Nous avons déjà enregistré une réduction de 20 % de la quantité des substances actives (QSA) vendues entre 2015-2017 et 2022. La génétique nous a aidés à atteindre ces résultats. Nous avons observé une réduction importante des produits les plus dangereux, les CMR (cancérigènes, mutagènes, reprotoxiques) 1 et 2, avec une baisse de 96 % pour les CMR 1 et de 22 % pour les CMR 2, du fait des interdictions qui sont intervenues. Globalement, les QSA augmentent, à l'inverse, pour le biocontrôle et pour les produits utilisables en agriculture biologique. Nous évoluons donc et il est important de souligner ces progrès.

Nous avons également mis en place des indicateurs basés sur ce que le Contrat de solutions et ses partenaires proposent, notamment en ce qui concerne les variétés résistantes. Par exemple, dans la culture de pommes de terre, les agriculteurs utilisent largement des variétés résistantes au mildiou, ce qui a permis de réduire de 30 % l'utilisation de fongicides. De même, dans le domaine des maladies fongiques, nous avons doublé le nombre de variétés résistantes pour le blé. Ces variétés résistantes ne peuvent pas s'imposer aussi rapidement dans les vignes, qui sont des plantes pérennes. Mais l'on observe néanmoins une augmentation de 167 % des surfaces cultivées avec des variétés résistantes au mildiou et à l'oïdium. Toutes ces avancées sont facilitées par des outils d'aide à la décision, que ce soit pour les pommes de terre, le blé ou d'autres cultures. Notre approche globale est ainsi largement soutenue par la génétique et tous les partenaires sont acteurs de cette transition.

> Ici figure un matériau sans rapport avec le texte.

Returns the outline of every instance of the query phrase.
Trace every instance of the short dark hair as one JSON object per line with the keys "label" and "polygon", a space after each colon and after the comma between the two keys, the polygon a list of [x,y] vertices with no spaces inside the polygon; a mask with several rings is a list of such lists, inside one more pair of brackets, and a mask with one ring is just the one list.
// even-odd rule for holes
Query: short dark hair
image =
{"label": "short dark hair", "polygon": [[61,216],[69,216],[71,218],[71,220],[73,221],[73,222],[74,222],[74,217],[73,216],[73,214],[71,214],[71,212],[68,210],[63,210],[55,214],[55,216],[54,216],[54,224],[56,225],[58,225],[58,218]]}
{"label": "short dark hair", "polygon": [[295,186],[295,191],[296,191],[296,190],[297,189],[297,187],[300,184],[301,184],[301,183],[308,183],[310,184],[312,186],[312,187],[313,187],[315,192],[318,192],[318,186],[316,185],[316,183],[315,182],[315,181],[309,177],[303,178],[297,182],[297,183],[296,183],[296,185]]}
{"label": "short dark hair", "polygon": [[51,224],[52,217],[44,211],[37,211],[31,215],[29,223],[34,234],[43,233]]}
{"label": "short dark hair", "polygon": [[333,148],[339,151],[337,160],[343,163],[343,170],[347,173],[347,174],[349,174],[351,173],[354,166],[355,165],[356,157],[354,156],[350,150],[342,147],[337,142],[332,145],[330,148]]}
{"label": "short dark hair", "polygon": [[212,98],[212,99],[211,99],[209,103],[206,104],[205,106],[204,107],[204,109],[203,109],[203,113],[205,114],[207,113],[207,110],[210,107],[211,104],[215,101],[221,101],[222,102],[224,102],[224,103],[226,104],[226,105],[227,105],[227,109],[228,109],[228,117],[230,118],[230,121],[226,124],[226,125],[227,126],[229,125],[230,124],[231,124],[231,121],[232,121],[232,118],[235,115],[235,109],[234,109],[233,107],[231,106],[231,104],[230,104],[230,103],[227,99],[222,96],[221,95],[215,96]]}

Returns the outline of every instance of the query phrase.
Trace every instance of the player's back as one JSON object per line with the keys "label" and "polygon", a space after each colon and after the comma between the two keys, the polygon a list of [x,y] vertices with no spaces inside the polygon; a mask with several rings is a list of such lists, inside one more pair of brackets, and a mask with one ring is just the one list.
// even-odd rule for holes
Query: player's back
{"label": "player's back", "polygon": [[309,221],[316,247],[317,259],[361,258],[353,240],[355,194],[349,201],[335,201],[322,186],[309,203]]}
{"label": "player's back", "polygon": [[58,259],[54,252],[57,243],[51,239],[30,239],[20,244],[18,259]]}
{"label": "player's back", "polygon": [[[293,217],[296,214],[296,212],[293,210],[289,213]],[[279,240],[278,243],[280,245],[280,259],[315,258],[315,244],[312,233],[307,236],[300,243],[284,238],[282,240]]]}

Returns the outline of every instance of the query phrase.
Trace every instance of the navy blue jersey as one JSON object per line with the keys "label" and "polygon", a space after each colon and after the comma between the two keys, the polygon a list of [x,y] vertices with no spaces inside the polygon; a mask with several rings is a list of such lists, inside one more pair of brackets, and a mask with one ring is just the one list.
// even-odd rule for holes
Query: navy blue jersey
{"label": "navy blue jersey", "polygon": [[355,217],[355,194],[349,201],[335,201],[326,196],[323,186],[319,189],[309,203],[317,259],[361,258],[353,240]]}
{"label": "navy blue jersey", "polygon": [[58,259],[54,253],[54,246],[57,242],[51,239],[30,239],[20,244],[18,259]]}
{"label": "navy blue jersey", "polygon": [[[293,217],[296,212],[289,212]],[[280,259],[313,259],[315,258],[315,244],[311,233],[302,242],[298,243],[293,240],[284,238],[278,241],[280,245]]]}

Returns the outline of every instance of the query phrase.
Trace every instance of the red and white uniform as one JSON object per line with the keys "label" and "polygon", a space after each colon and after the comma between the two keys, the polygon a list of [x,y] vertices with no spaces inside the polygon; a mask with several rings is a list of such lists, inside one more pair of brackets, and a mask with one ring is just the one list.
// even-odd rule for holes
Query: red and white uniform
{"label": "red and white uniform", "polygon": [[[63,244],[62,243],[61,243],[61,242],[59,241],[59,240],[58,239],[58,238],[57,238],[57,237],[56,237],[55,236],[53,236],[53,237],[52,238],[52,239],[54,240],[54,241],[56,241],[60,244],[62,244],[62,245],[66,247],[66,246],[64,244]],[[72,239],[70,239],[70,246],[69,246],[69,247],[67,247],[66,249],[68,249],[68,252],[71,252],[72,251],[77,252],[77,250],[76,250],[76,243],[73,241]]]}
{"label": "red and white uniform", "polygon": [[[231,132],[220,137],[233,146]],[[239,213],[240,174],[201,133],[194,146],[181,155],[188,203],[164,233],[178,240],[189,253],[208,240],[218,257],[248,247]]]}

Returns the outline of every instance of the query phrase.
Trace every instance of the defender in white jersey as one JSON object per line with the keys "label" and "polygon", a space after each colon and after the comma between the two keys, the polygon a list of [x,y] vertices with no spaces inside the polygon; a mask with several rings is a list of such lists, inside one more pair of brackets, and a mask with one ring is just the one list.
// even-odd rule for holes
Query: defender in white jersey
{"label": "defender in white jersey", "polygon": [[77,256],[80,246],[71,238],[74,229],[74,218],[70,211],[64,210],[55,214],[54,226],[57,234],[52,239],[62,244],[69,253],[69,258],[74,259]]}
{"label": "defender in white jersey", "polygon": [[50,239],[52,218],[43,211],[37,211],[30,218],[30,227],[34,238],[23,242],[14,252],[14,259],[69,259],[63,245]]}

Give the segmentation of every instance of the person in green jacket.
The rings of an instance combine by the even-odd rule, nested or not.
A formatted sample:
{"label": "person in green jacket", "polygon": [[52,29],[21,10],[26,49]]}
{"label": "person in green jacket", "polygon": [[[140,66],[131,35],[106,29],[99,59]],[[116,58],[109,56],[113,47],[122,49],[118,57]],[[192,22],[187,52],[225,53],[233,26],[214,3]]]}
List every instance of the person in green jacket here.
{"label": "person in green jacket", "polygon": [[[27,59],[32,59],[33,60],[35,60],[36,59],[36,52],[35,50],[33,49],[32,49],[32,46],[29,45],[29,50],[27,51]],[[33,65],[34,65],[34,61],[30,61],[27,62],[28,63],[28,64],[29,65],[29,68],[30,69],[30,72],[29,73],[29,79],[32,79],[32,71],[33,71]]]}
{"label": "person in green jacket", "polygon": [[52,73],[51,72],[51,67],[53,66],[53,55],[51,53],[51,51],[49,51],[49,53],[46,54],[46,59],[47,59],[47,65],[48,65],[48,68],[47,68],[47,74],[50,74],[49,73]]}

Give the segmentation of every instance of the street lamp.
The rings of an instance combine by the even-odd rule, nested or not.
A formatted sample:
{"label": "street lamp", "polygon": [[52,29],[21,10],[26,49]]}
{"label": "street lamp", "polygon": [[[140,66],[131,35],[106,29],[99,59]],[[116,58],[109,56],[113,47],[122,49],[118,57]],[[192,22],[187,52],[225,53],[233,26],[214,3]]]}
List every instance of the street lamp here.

De plus, nous devons continuer à travailler avec le machinisme, qui nécessite d'importants investissements sur les exploitations agricoles. Nous savons que la robotique, le machinisme et le numérique joueront un rôle essentiel dans le futur. Cependant, un robot semeur et désherbeur de betteraves représente aujourd'hui un investissement d'environ 100 000 euros pour une autonomie d'environ 20 hectares. À l'échelle de la filière de la betterave, l'investissement représenterait environ deux milliards d'euros pour généraliser cette pratique. Il est évident que des efforts doivent être réalisés en matière d'innovation.